世界の情勢は私だって知っている。彼の左腕だって見た。だからこそ、こんな馬鹿げた考えに至ってしまう。

でも彼が何でもない振りをするから、私も知らない振りをする。いつしかそれが暗黙のルールになって、私たちの間に居座った。


確かなのは今この腕にある温もりだけ。






料理は二人で。

それがもう一つの私たちのルール。私が買っておいた食材とにらめっこして、食べたいものを言い合う。


「セブルス、そのスープの味をみてくれる?」

「…君がするべきだ」

「美味しければ調整の必要はないから、ね?」

「…分かった」


火の扱いもナイフ捌きも彼の方が数倍上手い。でも家事の呪文が得意なのは私の方。


「どう?」

「足りない、気がする」

「何が?」


味付けだって、彼はお手上げ。分かっていながら尋ねる私に、セブルスはムッとしてスープを移した小皿を寄越す。

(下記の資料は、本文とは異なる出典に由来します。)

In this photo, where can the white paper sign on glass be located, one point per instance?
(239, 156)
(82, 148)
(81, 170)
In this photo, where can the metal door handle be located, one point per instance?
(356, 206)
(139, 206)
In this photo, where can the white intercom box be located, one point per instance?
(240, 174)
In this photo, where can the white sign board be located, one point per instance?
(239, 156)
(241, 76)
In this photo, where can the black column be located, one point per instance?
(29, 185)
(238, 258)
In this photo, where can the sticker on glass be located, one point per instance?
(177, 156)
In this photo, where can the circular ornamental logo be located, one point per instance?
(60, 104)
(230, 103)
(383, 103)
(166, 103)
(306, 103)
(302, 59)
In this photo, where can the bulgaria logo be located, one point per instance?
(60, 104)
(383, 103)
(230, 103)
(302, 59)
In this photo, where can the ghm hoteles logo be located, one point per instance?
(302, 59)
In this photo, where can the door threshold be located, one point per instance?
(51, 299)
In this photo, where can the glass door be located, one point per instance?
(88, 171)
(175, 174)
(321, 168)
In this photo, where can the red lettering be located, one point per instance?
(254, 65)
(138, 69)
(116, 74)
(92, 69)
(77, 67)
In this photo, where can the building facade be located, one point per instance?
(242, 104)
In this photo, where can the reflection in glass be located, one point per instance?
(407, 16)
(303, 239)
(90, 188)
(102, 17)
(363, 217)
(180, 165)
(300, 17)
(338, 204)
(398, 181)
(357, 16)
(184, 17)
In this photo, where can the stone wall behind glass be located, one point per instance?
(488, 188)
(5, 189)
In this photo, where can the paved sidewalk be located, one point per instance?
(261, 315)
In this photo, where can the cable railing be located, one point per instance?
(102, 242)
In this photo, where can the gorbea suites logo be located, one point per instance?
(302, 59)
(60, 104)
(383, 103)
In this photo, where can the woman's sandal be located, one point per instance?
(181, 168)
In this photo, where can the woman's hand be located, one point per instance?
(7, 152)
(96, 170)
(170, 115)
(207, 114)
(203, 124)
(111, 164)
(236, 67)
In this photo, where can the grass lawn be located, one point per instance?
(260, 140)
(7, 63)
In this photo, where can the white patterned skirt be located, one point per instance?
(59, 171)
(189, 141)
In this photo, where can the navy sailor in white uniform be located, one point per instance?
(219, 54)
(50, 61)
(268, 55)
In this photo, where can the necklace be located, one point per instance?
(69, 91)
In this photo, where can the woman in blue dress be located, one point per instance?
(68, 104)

いつだったか、魔法薬の絶妙な匙加減は容易いのに、味の計算は理解できないとぼやく彼はとても悔しそうだった。


「セブルス、私今とっても幸せ」

「そうか」


素っ気ない返事だけど優しく上がった口角が、彼もそうなんだと教えてくれる。




「ん〜美味しい!」

「何度も味見していれば当然だな」

「私が、責任持つんだもの。仕方ないわ」


嫌味には誠意をもって嫌味で返す。


「そう言えば、同室だったマリーが在学中から付き合ってた彼と結婚するんだって」


セブルスの手がピクリと跳ねる。


「そうか…」


セブルスは未来の話を嫌がる。それは分かっているし私も重たくどうこう言うつもりなんてないのに、こうして機敏に反応されてしまうと困る。


「ただの世間話で他意はないから、そんなに構えないでよ」

「いや、そうではない…」


珍しく動揺する彼に意地悪な心がむくむくと出てきてしまって、食事を保留に身を乗り出す。


「じゃあどうだって言うの?」

「……」


でた。黙殺。口の上手い彼はぐちゃぐちゃと自分の中で纏まらないことに対しては無言を貫く。私が告白したときだってうんともすんとも言わないで、ぎゅっと真横に口を結んでた。

こうなってしまえばもう私が折れるしか道はない。楽しい休暇のためにも殺伐とした食事は流してしまいたい。

けれどそれを育ちきった意地悪な心が邪魔をする。


「スープに真実薬を入れておいたら良かった」

「…どのような真実を期待している?」


お。黙殺モードの口が緩むとは珍しい。


「未来を約束されたいわけじゃないの。愛してるとか、会いたかったとかを、年に一度くらいは言われたいだけなのよ」


じっとこちらを見てくるセブルスを無視して、つんと澄まし顔でスープを含む。反応が気になってチラリと視線だけを上げると、彼はクツクツと声を押し殺して楽しそうに笑っていた。少なくとも、私にはそう見えた。


「何よ」


声が低くなってしまったのはセブルスが悪い。不満だらけの声色にも彼は臆さず笑みをニヤリと意地の悪いものへと変えた。


「それが真実だと分かっているなら、わざわざ飲ませる必要もあるまい?」

「だーかーらー!言葉にしてほしいの!」


私はまた拗ねた振りをして、子供っぽく口を尖らせる。その中に大人の打算を潜ませて、和やかな空気に肩の力を抜いた。









一年後、彼は一方的に別れを告げた。


そのまた一年後、彼はこの世を去った。


危惧したものがすべて現実になった。


『最も勇敢な男』


彼の墓標に刻まれた言葉がこんなにも似合わないと思うのは私くらいだろう。


「好きな女に愛してるの一言も言えなかったくせに」


今も、昔も。


「一生許してあげない」


それは彼の嫌った未来の話。


手向けの白百合は彼への宣戦布告だ。
新しい愛を見つけられたら私の勝ち。
あなたが命を懸けて守った場所で、あなたなしで生きる私を見てるがいいわ。